Zwar sind Newtons Herz, Geschlecht und Leber nur verborgen anwesend, übrigens
genau im Zentrum des Bildes, so dass kein Adler tags seine Leber zerhacken und
kein Zeus nachts sie herauswachsen lassen kann. Aber es hat den Anschein, als
hätte er, in all seiner nackten Unschuld, den Göttern das Feuer gestohlen und
als wäre er zur Strafe für seinen Aufruhrgeist an den Felsen gefesselt, nicht
auf die Berge des Herzens, sondern auf die Gehirns gesetzt, sozusagen in seinen
eigenen Schädel. Ein Bild von einer menschlich großartigen Ohnmacht, wo Newtons
Zirkel mit seiner übermäßigen Spannweite, zu dem Adler verwandelt ist, mit dem
er sich selbst martert.
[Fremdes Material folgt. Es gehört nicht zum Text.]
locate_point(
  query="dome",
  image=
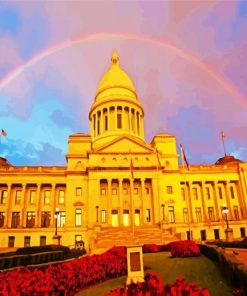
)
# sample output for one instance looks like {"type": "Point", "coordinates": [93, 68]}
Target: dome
{"type": "Point", "coordinates": [115, 77]}
{"type": "Point", "coordinates": [227, 159]}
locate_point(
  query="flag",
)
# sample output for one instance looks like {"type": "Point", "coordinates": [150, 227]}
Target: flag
{"type": "Point", "coordinates": [131, 168]}
{"type": "Point", "coordinates": [3, 133]}
{"type": "Point", "coordinates": [184, 159]}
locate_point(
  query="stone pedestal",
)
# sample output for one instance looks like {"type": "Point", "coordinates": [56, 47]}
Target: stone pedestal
{"type": "Point", "coordinates": [135, 264]}
{"type": "Point", "coordinates": [56, 239]}
{"type": "Point", "coordinates": [229, 234]}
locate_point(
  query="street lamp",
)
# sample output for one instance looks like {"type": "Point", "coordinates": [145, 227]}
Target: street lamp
{"type": "Point", "coordinates": [97, 214]}
{"type": "Point", "coordinates": [56, 216]}
{"type": "Point", "coordinates": [163, 211]}
{"type": "Point", "coordinates": [225, 211]}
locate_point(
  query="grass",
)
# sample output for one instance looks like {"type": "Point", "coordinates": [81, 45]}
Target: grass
{"type": "Point", "coordinates": [198, 269]}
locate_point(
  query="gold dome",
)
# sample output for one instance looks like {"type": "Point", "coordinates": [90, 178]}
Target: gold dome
{"type": "Point", "coordinates": [115, 77]}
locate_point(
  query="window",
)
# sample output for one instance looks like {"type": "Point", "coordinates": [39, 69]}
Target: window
{"type": "Point", "coordinates": [198, 215]}
{"type": "Point", "coordinates": [2, 216]}
{"type": "Point", "coordinates": [194, 193]}
{"type": "Point", "coordinates": [232, 192]}
{"type": "Point", "coordinates": [114, 191]}
{"type": "Point", "coordinates": [45, 219]}
{"type": "Point", "coordinates": [32, 197]}
{"type": "Point", "coordinates": [183, 193]}
{"type": "Point", "coordinates": [47, 195]}
{"type": "Point", "coordinates": [185, 215]}
{"type": "Point", "coordinates": [236, 213]}
{"type": "Point", "coordinates": [42, 240]}
{"type": "Point", "coordinates": [61, 197]}
{"type": "Point", "coordinates": [119, 120]}
{"type": "Point", "coordinates": [78, 216]}
{"type": "Point", "coordinates": [220, 192]}
{"type": "Point", "coordinates": [30, 219]}
{"type": "Point", "coordinates": [11, 243]}
{"type": "Point", "coordinates": [61, 219]}
{"type": "Point", "coordinates": [78, 191]}
{"type": "Point", "coordinates": [211, 214]}
{"type": "Point", "coordinates": [171, 216]}
{"type": "Point", "coordinates": [18, 197]}
{"type": "Point", "coordinates": [27, 240]}
{"type": "Point", "coordinates": [207, 191]}
{"type": "Point", "coordinates": [103, 191]}
{"type": "Point", "coordinates": [148, 215]}
{"type": "Point", "coordinates": [103, 216]}
{"type": "Point", "coordinates": [169, 189]}
{"type": "Point", "coordinates": [15, 222]}
{"type": "Point", "coordinates": [3, 196]}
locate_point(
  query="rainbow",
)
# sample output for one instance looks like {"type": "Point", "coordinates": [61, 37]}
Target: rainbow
{"type": "Point", "coordinates": [103, 36]}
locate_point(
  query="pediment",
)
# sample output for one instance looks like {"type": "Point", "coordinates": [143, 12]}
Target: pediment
{"type": "Point", "coordinates": [125, 144]}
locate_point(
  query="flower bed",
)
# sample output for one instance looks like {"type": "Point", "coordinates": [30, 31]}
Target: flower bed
{"type": "Point", "coordinates": [66, 277]}
{"type": "Point", "coordinates": [153, 286]}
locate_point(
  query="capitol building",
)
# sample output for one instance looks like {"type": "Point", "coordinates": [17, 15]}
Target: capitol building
{"type": "Point", "coordinates": [117, 189]}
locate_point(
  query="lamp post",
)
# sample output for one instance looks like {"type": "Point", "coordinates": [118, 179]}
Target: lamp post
{"type": "Point", "coordinates": [56, 216]}
{"type": "Point", "coordinates": [97, 214]}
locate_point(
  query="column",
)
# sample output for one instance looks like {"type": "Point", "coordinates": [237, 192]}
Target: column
{"type": "Point", "coordinates": [204, 214]}
{"type": "Point", "coordinates": [23, 205]}
{"type": "Point", "coordinates": [227, 190]}
{"type": "Point", "coordinates": [109, 201]}
{"type": "Point", "coordinates": [120, 182]}
{"type": "Point", "coordinates": [38, 203]}
{"type": "Point", "coordinates": [217, 217]}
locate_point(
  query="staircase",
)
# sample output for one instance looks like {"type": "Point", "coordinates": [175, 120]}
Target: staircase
{"type": "Point", "coordinates": [124, 236]}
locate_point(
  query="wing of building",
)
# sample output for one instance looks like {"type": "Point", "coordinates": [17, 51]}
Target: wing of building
{"type": "Point", "coordinates": [117, 188]}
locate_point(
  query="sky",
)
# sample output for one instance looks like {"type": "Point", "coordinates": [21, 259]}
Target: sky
{"type": "Point", "coordinates": [187, 60]}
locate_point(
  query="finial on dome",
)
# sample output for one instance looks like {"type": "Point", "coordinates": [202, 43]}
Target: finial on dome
{"type": "Point", "coordinates": [114, 58]}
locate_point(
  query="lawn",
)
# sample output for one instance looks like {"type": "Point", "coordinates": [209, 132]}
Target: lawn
{"type": "Point", "coordinates": [199, 269]}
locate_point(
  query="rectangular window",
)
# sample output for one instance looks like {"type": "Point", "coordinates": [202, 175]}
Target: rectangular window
{"type": "Point", "coordinates": [119, 120]}
{"type": "Point", "coordinates": [3, 196]}
{"type": "Point", "coordinates": [183, 193]}
{"type": "Point", "coordinates": [78, 217]}
{"type": "Point", "coordinates": [103, 191]}
{"type": "Point", "coordinates": [61, 219]}
{"type": "Point", "coordinates": [32, 197]}
{"type": "Point", "coordinates": [30, 219]}
{"type": "Point", "coordinates": [207, 192]}
{"type": "Point", "coordinates": [125, 191]}
{"type": "Point", "coordinates": [220, 192]}
{"type": "Point", "coordinates": [185, 215]}
{"type": "Point", "coordinates": [169, 189]}
{"type": "Point", "coordinates": [236, 213]}
{"type": "Point", "coordinates": [15, 222]}
{"type": "Point", "coordinates": [171, 215]}
{"type": "Point", "coordinates": [194, 193]}
{"type": "Point", "coordinates": [45, 219]}
{"type": "Point", "coordinates": [47, 195]}
{"type": "Point", "coordinates": [42, 240]}
{"type": "Point", "coordinates": [2, 216]}
{"type": "Point", "coordinates": [78, 191]}
{"type": "Point", "coordinates": [61, 197]}
{"type": "Point", "coordinates": [27, 240]}
{"type": "Point", "coordinates": [18, 197]}
{"type": "Point", "coordinates": [232, 192]}
{"type": "Point", "coordinates": [148, 215]}
{"type": "Point", "coordinates": [11, 243]}
{"type": "Point", "coordinates": [103, 216]}
{"type": "Point", "coordinates": [211, 214]}
{"type": "Point", "coordinates": [198, 215]}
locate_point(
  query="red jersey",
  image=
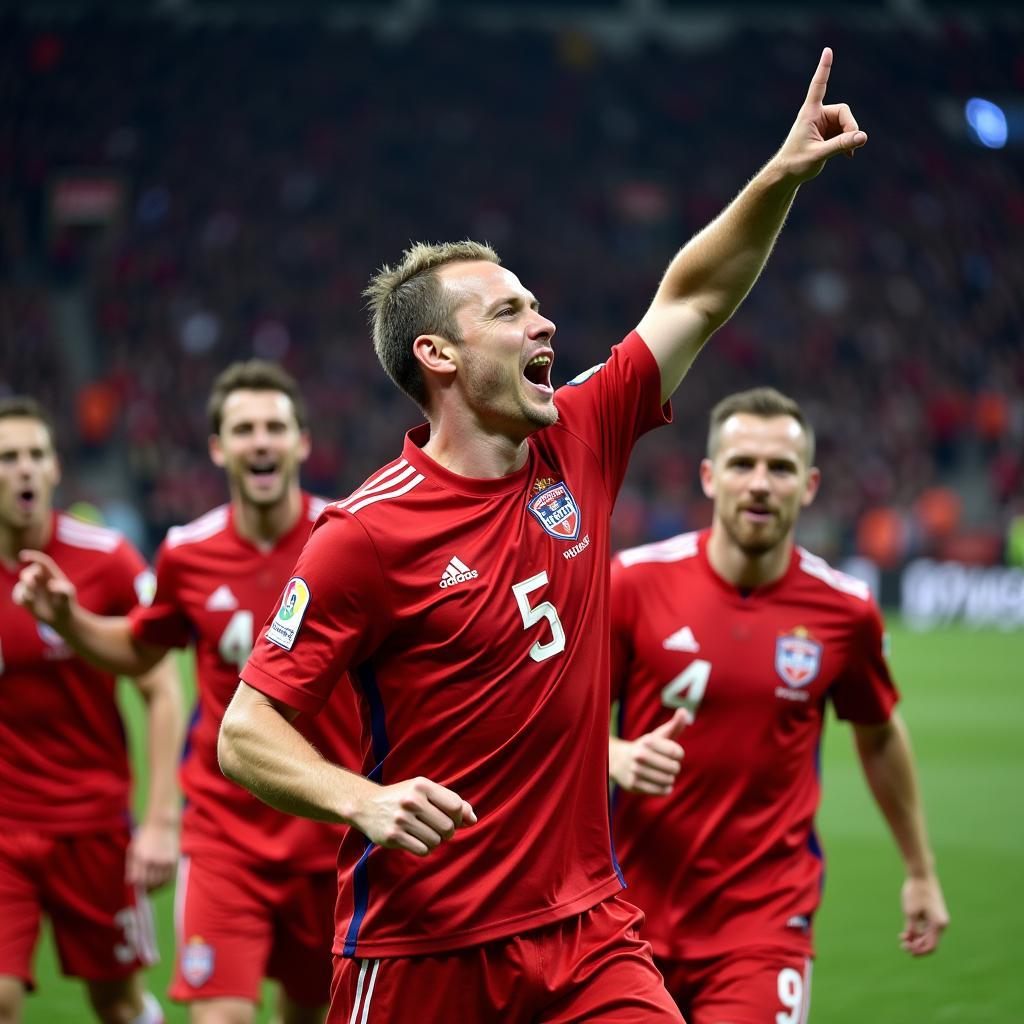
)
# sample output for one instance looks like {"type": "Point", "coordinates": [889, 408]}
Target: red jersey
{"type": "Point", "coordinates": [213, 589]}
{"type": "Point", "coordinates": [64, 761]}
{"type": "Point", "coordinates": [469, 614]}
{"type": "Point", "coordinates": [730, 858]}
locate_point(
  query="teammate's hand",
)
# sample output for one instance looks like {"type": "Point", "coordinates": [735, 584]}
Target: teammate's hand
{"type": "Point", "coordinates": [153, 855]}
{"type": "Point", "coordinates": [416, 815]}
{"type": "Point", "coordinates": [44, 590]}
{"type": "Point", "coordinates": [650, 763]}
{"type": "Point", "coordinates": [925, 915]}
{"type": "Point", "coordinates": [820, 130]}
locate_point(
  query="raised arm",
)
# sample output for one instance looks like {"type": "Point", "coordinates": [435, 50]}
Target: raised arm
{"type": "Point", "coordinates": [259, 749]}
{"type": "Point", "coordinates": [104, 640]}
{"type": "Point", "coordinates": [888, 763]}
{"type": "Point", "coordinates": [154, 850]}
{"type": "Point", "coordinates": [713, 272]}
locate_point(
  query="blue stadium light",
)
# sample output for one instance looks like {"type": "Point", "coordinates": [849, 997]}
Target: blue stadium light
{"type": "Point", "coordinates": [987, 122]}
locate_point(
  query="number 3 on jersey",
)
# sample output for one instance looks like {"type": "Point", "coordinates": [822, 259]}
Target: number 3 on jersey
{"type": "Point", "coordinates": [687, 689]}
{"type": "Point", "coordinates": [236, 642]}
{"type": "Point", "coordinates": [532, 613]}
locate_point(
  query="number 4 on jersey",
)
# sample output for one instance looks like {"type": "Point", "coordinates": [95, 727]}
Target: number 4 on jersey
{"type": "Point", "coordinates": [236, 642]}
{"type": "Point", "coordinates": [687, 689]}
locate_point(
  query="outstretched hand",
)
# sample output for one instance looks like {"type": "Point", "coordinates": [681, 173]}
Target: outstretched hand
{"type": "Point", "coordinates": [44, 590]}
{"type": "Point", "coordinates": [820, 130]}
{"type": "Point", "coordinates": [650, 763]}
{"type": "Point", "coordinates": [925, 915]}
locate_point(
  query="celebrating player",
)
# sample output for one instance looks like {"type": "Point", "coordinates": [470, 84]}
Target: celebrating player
{"type": "Point", "coordinates": [464, 587]}
{"type": "Point", "coordinates": [256, 887]}
{"type": "Point", "coordinates": [66, 843]}
{"type": "Point", "coordinates": [740, 637]}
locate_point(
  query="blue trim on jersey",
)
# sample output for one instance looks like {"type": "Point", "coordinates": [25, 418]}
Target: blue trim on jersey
{"type": "Point", "coordinates": [193, 722]}
{"type": "Point", "coordinates": [360, 899]}
{"type": "Point", "coordinates": [367, 679]}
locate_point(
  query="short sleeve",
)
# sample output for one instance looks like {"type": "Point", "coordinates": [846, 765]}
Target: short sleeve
{"type": "Point", "coordinates": [123, 578]}
{"type": "Point", "coordinates": [611, 406]}
{"type": "Point", "coordinates": [864, 692]}
{"type": "Point", "coordinates": [621, 603]}
{"type": "Point", "coordinates": [162, 622]}
{"type": "Point", "coordinates": [334, 613]}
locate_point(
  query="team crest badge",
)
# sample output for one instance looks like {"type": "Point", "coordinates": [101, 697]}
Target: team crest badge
{"type": "Point", "coordinates": [285, 625]}
{"type": "Point", "coordinates": [555, 509]}
{"type": "Point", "coordinates": [197, 962]}
{"type": "Point", "coordinates": [798, 657]}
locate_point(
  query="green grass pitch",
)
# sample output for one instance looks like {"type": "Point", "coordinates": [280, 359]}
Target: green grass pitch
{"type": "Point", "coordinates": [964, 700]}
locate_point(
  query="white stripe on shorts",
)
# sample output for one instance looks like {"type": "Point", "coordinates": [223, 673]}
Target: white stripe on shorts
{"type": "Point", "coordinates": [364, 967]}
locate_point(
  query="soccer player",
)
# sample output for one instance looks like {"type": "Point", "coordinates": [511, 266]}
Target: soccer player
{"type": "Point", "coordinates": [256, 888]}
{"type": "Point", "coordinates": [67, 848]}
{"type": "Point", "coordinates": [464, 588]}
{"type": "Point", "coordinates": [740, 637]}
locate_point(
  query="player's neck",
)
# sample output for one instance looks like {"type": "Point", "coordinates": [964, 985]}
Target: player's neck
{"type": "Point", "coordinates": [473, 453]}
{"type": "Point", "coordinates": [742, 569]}
{"type": "Point", "coordinates": [34, 537]}
{"type": "Point", "coordinates": [264, 525]}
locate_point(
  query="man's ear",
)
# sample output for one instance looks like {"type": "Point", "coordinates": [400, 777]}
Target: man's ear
{"type": "Point", "coordinates": [707, 478]}
{"type": "Point", "coordinates": [436, 354]}
{"type": "Point", "coordinates": [813, 482]}
{"type": "Point", "coordinates": [216, 452]}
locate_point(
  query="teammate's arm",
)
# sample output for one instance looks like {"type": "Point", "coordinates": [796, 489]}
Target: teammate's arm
{"type": "Point", "coordinates": [154, 850]}
{"type": "Point", "coordinates": [651, 762]}
{"type": "Point", "coordinates": [888, 763]}
{"type": "Point", "coordinates": [259, 749]}
{"type": "Point", "coordinates": [713, 272]}
{"type": "Point", "coordinates": [107, 641]}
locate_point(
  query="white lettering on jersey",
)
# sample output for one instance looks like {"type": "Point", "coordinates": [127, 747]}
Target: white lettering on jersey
{"type": "Point", "coordinates": [682, 640]}
{"type": "Point", "coordinates": [457, 571]}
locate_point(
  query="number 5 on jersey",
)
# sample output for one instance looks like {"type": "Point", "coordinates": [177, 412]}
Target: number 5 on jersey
{"type": "Point", "coordinates": [687, 689]}
{"type": "Point", "coordinates": [534, 613]}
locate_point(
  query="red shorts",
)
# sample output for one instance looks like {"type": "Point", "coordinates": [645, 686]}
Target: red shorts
{"type": "Point", "coordinates": [102, 927]}
{"type": "Point", "coordinates": [593, 967]}
{"type": "Point", "coordinates": [236, 926]}
{"type": "Point", "coordinates": [760, 985]}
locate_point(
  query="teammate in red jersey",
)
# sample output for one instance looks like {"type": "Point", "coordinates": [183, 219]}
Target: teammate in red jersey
{"type": "Point", "coordinates": [464, 589]}
{"type": "Point", "coordinates": [256, 888]}
{"type": "Point", "coordinates": [741, 637]}
{"type": "Point", "coordinates": [67, 849]}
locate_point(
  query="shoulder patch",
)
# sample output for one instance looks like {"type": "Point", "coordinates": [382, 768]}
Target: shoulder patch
{"type": "Point", "coordinates": [285, 625]}
{"type": "Point", "coordinates": [585, 376]}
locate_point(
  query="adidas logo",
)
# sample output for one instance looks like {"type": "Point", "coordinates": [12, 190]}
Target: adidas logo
{"type": "Point", "coordinates": [221, 599]}
{"type": "Point", "coordinates": [457, 571]}
{"type": "Point", "coordinates": [682, 640]}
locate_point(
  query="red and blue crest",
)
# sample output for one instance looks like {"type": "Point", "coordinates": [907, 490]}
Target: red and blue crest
{"type": "Point", "coordinates": [798, 658]}
{"type": "Point", "coordinates": [556, 510]}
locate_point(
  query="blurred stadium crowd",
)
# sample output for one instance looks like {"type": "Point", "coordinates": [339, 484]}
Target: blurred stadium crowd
{"type": "Point", "coordinates": [264, 173]}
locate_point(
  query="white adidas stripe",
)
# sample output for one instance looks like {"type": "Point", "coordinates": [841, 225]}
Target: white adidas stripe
{"type": "Point", "coordinates": [83, 535]}
{"type": "Point", "coordinates": [364, 967]}
{"type": "Point", "coordinates": [380, 482]}
{"type": "Point", "coordinates": [419, 478]}
{"type": "Point", "coordinates": [673, 550]}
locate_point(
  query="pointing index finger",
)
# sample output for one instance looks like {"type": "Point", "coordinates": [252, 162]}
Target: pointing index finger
{"type": "Point", "coordinates": [816, 90]}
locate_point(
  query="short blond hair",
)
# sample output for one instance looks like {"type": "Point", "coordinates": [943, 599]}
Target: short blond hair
{"type": "Point", "coordinates": [763, 401]}
{"type": "Point", "coordinates": [409, 299]}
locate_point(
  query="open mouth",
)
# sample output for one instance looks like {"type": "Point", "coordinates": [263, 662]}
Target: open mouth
{"type": "Point", "coordinates": [538, 372]}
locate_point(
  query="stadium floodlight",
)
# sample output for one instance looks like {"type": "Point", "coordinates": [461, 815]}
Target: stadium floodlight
{"type": "Point", "coordinates": [987, 122]}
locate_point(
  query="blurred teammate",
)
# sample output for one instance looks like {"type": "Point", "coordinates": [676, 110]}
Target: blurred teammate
{"type": "Point", "coordinates": [67, 849]}
{"type": "Point", "coordinates": [256, 888]}
{"type": "Point", "coordinates": [745, 636]}
{"type": "Point", "coordinates": [465, 589]}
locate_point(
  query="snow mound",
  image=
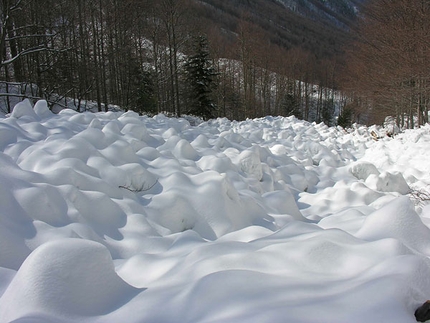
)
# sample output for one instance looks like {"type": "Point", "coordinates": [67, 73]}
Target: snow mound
{"type": "Point", "coordinates": [24, 109]}
{"type": "Point", "coordinates": [68, 277]}
{"type": "Point", "coordinates": [397, 220]}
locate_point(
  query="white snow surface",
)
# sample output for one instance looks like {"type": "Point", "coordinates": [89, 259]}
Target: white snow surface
{"type": "Point", "coordinates": [116, 217]}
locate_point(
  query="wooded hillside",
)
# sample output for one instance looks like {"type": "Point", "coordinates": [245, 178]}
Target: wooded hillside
{"type": "Point", "coordinates": [132, 53]}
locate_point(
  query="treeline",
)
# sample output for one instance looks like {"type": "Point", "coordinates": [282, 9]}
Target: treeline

Tag für Tag derselbe rührende Versuch, die Wahrheit aus
dem Leib zu quälen und den Verstand dazu zu bewegen, Gottes Aufenthaltsort zu
verraten.
Aus Inger Christensen: Der Schatten der Wahrheit in Der Geheimniszutand und Gedicht vom Tod, Essays von Inger Christensen (Hanser Edition Akzente, aus dem Dänischen von Hanns Grössel, 1999)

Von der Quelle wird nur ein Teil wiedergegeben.